Лёд тронулся 26 октября 2009 г., когда московская студентка и активистка волонтёрской организации «Старость в радость» Елизавета Олескина разместила в своём блоге пост о Яммском доме-интернате для престарелых и инвалидов, расположенном в Гдовском районе Псковщины. Месседж обращался к властям: если в этом «концлагере для стариков» срочно не принять мер, то «до Нового года мало кто доживёт». Олескина выложила фотографии и представила хронику мучительной смерти пожилых людей.
Одной лежачей старушке не давали памперсов, хотя на них выделялись бюджетные деньги, а волонтёры возили предметы гигиены баулами. Другая умирала с полиэтиленовым пакетом на больной ноге – чтобы не пачкать простыню, которую и так не меняли несколько недель. Третья умерла от гангрены, начавшейся после стрижки ногтей, которые врастали в кожу и причиняли мучения. А директор не стал вызывать из города хирурга и «поставил задачу» своим санитаркам, для которых это было что-то вроде чистки картошки.

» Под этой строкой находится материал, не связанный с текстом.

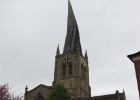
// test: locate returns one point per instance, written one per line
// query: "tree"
(5, 93)
(59, 93)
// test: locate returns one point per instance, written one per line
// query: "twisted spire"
(72, 41)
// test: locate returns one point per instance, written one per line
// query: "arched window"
(70, 69)
(83, 71)
(64, 70)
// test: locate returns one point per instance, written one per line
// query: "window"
(83, 71)
(63, 70)
(70, 69)
(39, 97)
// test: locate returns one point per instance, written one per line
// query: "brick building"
(71, 69)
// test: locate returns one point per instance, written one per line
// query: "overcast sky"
(30, 31)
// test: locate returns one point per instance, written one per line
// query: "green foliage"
(59, 93)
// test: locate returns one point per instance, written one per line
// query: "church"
(71, 69)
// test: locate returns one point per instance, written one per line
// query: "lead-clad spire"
(72, 41)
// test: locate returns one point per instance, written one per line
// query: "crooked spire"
(72, 41)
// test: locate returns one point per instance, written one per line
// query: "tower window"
(63, 70)
(70, 69)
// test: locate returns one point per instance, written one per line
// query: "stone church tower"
(71, 67)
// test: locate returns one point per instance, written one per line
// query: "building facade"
(71, 69)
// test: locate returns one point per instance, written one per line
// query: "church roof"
(72, 41)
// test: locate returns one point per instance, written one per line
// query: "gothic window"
(83, 71)
(63, 70)
(39, 97)
(70, 69)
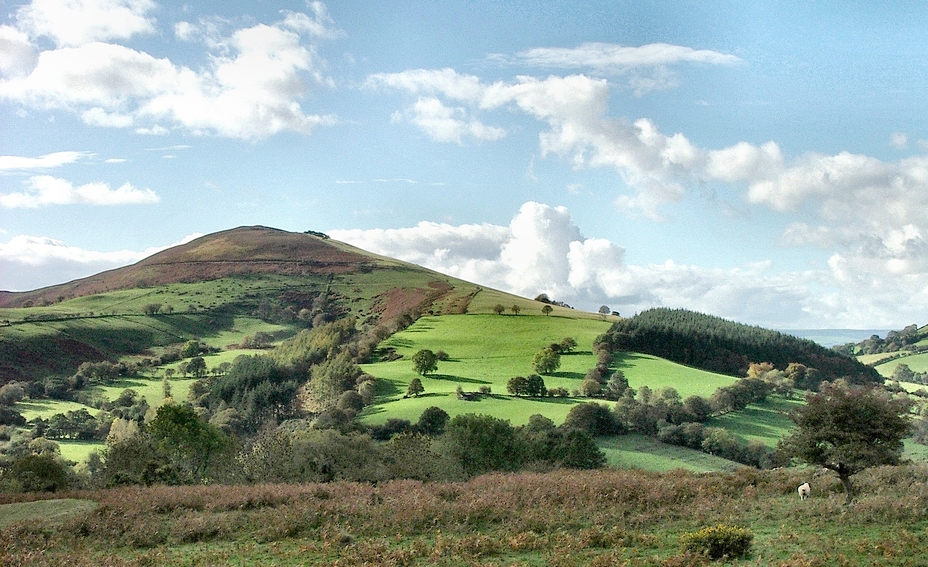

После скандала защитницу Елизавету вовсе не носили на руках. Наоборот, её упрекали в том, что она не специалист, лезет не в своё дело или просто ищет славы. И что за странная для юной барышни тяга к пенсионерам? Постепенно Олескина превратила «Старость в радость» из волонтёрской группы в крупнейший негосударственный благотворительный фонд, который оплачивает работу 250 социальных работников в домах престарелых. В 2020 г. 18 регионов запустили проект системы долговременного ухода за пожилыми людьми, одним из создателей которого стала Елизавета.
Появились и кое-какие условия для бизнеса, что идёт в эту специфическую нишу. Причём наибольшую рентабельность способны давать как раз частные богадельни, полулегально существующие в каком-нибудь коттедже за городом вместе с неквалифицированным персоналом. А если делать пансионат высокого качества, то едва выходишь на 6–10% рентабельности, поскольку будет «недогруз» в 25–30% коек. Ведь общество по-прежнему плохо относится к идее размещать своих родственников в стационаре. Если даже родня старичка не слишком стеснена в деньгах, они скорее попытаются организовать уход за ним в собственном доме. В итоге окупаемость инвестиций в строительство современного дома престарелых – 15–20 лет.
И это если всё пойдёт без неожиданностей. Но инвестор в России всегда опасается, что правила игры могут резко измениться: ужесточат требования, отменят субсидии или вовсе запретят частные интернаты. Есть и операционные риски: уход за пожилыми требует соблюдения сотен норм, а любое ЧП может привести к закрытию. А когда значительная часть рынка живёт сегодняшним днём, бизнесу нет резона и вкладываться в материальную базу.
Однако, как часто бывает, главные изменения происходят незаметно. Дети и внуки, раньше боявшиеся не столько за своего предка, сколько жёсткой обструкции ближнего круга, охотнее рассматривают предложения стационаров. Этот спрос понемногу оживляет предложение, а власти готовы предоставлять «социальному бизнесу» льготы. Самих стариков, нуждающихся в уходе, становится всё больше. И это потихоньку меняет ситуацию, казавшуюся совершенно вопиющей в стране, без конца расточающей благодарности «поколению победителей». Часто, к сожалению, только на словах.